Sobreviviendo en dos encuentros ajustados -ante Dimitrov, y en el primer set, que tenía casi perdido, ante Wawrinka-, Nishikori vuelve a encontrarse con su bestia negra, la de todos en realidad, en una ronda que relaciona todas las dificultades que tiene para competir ante el serbio. Superado en prácticamente todas las facetas del juego por el número 1, sus encuentros pasan por la necesidad de tirar muchísimo más, durante todo el choque, mantener un nivel de primeros altísimo y aprovechar al máximo las oportunidades de rotura.

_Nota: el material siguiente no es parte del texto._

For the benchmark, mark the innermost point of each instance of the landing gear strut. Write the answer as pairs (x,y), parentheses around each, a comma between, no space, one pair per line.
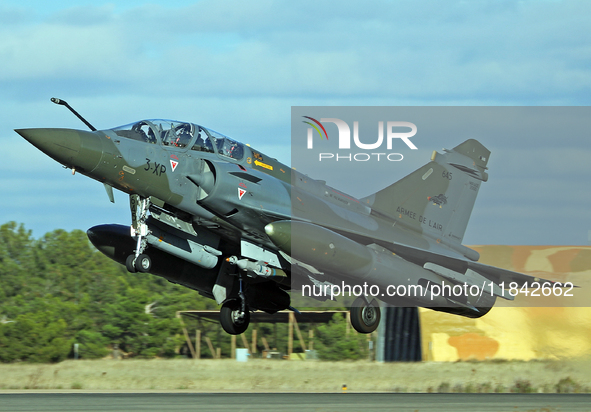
(365,316)
(234,315)
(139,262)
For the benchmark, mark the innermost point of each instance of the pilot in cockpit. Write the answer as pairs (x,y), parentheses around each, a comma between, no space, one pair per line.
(181,135)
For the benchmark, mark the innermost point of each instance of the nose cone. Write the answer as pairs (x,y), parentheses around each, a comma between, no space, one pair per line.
(114,241)
(73,148)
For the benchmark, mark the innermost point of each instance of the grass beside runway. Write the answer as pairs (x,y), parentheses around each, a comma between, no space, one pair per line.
(300,376)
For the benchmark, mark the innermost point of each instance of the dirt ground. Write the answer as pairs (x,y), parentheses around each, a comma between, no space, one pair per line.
(300,376)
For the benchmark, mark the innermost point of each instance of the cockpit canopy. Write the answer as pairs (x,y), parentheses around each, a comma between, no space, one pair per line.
(177,134)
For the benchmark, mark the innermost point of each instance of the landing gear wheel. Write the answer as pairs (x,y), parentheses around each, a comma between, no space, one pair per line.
(365,318)
(143,263)
(129,264)
(231,319)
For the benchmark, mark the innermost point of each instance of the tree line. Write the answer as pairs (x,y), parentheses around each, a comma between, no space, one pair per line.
(58,290)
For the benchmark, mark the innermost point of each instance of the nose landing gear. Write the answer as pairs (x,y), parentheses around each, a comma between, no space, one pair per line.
(365,316)
(139,262)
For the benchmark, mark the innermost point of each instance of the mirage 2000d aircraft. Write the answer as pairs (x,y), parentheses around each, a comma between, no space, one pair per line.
(239,227)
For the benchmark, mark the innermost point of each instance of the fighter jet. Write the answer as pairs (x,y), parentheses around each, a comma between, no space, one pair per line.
(236,225)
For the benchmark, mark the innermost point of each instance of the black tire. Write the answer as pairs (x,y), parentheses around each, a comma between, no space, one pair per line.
(365,318)
(143,263)
(129,264)
(229,318)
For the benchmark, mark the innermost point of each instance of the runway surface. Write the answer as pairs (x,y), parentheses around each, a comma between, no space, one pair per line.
(317,402)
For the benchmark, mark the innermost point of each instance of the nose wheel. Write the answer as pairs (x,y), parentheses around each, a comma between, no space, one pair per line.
(365,317)
(139,261)
(233,318)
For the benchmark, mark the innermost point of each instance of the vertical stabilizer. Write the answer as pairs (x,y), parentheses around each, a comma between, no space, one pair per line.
(438,198)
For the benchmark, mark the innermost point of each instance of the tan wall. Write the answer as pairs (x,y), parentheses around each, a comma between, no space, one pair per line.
(519,332)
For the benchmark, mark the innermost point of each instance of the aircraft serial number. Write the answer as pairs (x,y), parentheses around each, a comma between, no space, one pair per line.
(536,289)
(156,168)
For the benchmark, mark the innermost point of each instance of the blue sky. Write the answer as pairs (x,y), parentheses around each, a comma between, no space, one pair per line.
(238,67)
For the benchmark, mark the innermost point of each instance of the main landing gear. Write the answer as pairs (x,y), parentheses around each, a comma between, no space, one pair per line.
(139,262)
(365,316)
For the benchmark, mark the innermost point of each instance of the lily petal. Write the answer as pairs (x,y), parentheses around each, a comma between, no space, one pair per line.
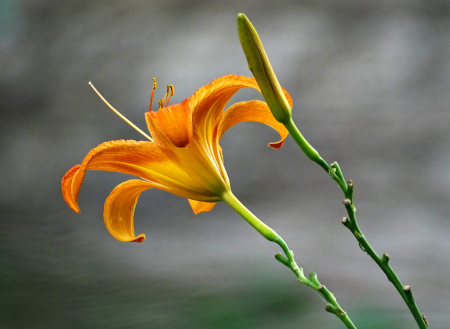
(174,122)
(251,111)
(198,206)
(119,209)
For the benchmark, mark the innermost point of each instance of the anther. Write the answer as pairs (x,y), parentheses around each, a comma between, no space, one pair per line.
(171,92)
(151,97)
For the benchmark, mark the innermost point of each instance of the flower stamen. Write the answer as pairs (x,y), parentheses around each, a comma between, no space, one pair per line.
(172,92)
(119,114)
(151,97)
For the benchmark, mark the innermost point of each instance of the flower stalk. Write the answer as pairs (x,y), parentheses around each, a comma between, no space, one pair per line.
(253,49)
(289,260)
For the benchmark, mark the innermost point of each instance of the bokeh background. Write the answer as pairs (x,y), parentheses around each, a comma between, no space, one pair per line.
(370,83)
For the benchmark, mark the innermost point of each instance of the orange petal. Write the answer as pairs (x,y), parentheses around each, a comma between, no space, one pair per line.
(208,101)
(119,209)
(142,159)
(199,206)
(251,111)
(174,122)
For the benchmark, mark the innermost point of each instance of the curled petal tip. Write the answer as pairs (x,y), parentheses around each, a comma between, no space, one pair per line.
(261,69)
(140,238)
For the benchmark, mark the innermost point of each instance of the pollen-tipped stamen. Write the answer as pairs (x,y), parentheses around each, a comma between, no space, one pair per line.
(119,114)
(172,92)
(151,97)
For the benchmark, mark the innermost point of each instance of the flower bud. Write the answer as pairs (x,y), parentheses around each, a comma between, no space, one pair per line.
(259,65)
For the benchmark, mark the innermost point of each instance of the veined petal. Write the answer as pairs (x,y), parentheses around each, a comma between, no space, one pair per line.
(199,206)
(174,122)
(251,111)
(119,209)
(66,185)
(142,159)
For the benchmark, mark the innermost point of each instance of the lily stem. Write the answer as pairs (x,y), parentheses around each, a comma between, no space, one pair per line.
(351,223)
(332,304)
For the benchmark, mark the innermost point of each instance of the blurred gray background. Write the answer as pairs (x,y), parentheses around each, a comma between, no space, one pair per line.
(370,83)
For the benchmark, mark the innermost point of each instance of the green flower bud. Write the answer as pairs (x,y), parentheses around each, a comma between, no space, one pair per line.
(260,66)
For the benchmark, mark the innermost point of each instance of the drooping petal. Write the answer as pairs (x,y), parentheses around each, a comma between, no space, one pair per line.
(251,111)
(208,103)
(199,206)
(119,209)
(174,122)
(142,159)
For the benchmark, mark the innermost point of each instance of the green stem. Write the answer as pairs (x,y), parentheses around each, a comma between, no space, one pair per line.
(351,223)
(332,306)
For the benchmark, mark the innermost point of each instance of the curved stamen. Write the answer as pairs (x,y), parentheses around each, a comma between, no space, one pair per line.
(120,115)
(172,92)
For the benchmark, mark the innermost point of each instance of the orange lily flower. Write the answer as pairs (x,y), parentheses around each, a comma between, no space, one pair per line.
(183,158)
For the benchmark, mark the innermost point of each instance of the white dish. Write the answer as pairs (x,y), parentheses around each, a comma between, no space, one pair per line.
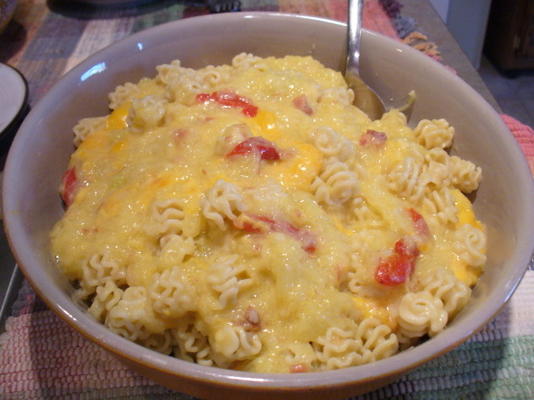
(13,96)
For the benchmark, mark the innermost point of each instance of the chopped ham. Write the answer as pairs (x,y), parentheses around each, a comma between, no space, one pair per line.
(260,224)
(298,368)
(397,268)
(373,138)
(301,103)
(252,320)
(256,145)
(419,223)
(229,99)
(69,186)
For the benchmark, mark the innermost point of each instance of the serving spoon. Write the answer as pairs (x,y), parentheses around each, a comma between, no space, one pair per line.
(364,97)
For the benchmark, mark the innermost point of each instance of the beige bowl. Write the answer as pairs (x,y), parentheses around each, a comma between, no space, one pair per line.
(41,150)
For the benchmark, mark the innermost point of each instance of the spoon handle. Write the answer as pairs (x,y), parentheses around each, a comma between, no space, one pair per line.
(353,36)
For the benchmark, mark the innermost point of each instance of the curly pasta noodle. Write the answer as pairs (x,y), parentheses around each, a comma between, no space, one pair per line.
(466,176)
(128,317)
(235,343)
(470,245)
(160,342)
(333,144)
(231,137)
(227,280)
(192,344)
(248,61)
(146,113)
(440,204)
(369,341)
(434,133)
(85,127)
(421,313)
(96,271)
(223,200)
(107,296)
(122,94)
(444,286)
(170,297)
(249,216)
(336,184)
(405,179)
(366,215)
(436,171)
(338,94)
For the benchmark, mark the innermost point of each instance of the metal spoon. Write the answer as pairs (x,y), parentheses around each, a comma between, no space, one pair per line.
(364,97)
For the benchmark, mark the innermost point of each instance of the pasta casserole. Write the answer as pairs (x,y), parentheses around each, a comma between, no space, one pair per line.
(248,216)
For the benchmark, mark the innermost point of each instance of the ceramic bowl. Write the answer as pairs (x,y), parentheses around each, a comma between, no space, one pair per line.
(41,150)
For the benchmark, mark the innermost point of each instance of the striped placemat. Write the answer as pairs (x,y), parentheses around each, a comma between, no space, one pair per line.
(43,358)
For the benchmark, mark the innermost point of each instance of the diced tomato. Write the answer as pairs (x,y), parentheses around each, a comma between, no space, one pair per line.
(305,237)
(256,145)
(229,99)
(396,268)
(419,223)
(301,103)
(373,138)
(69,186)
(298,368)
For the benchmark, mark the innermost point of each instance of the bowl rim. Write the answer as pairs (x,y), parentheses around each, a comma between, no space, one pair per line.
(99,334)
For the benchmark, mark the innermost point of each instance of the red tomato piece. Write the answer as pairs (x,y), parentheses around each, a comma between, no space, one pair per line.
(301,103)
(305,237)
(396,268)
(298,368)
(229,99)
(373,138)
(419,223)
(68,186)
(256,145)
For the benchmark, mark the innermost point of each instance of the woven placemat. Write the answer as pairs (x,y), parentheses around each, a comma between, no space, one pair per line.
(41,357)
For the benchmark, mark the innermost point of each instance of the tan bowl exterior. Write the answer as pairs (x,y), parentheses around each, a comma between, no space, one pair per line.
(40,153)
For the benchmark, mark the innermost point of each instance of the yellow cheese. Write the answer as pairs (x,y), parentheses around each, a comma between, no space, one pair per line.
(465,273)
(298,171)
(465,210)
(118,118)
(370,309)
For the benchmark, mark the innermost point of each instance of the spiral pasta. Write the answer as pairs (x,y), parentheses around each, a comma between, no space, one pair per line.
(169,296)
(85,127)
(421,314)
(234,343)
(223,200)
(404,179)
(122,94)
(444,286)
(336,184)
(440,204)
(466,176)
(249,216)
(226,280)
(471,245)
(332,144)
(434,133)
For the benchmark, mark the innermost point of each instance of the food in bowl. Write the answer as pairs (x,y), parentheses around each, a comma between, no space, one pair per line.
(248,216)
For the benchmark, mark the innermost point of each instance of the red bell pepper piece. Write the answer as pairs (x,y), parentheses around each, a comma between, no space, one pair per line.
(396,268)
(419,223)
(69,186)
(373,138)
(301,103)
(256,145)
(307,238)
(229,99)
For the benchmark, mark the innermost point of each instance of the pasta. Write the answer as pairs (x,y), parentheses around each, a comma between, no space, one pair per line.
(248,216)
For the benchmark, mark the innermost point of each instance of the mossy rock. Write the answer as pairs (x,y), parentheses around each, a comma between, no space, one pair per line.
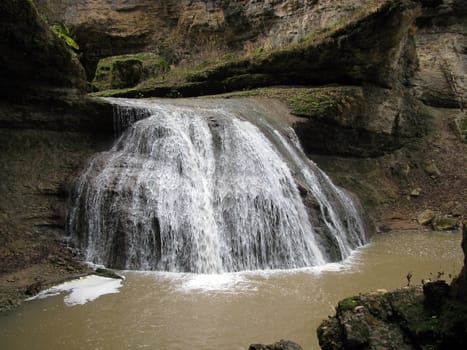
(126,71)
(461,126)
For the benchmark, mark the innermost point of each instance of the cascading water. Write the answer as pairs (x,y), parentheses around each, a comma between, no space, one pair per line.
(204,189)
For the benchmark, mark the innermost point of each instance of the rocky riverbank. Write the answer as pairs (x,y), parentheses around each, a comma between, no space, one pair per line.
(432,316)
(387,122)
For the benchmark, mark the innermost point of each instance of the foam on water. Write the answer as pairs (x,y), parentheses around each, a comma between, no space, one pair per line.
(82,290)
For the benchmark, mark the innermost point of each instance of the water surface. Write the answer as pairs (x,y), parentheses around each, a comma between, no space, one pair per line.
(230,311)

No hay plan en la raqueta del nipón que lleve a Djokovic a la duda, pues jugado todo desde el fondo, el serbio tiene las de ganar. Desde la devolución marca las diferencias sobre el servicio de Kei, dependiente de un nivel de acierto y riesgo siempre elevados y complicados de calibrar en una final y ante el número 1. En el último precendente, jugado en Miami, victoria cómoda de Nole, por un doble 6-3. En Canadá, oportunidad para el nipón de bautizarse en Masters 1000. Oportunidad de Novak de seguir siendo la ley.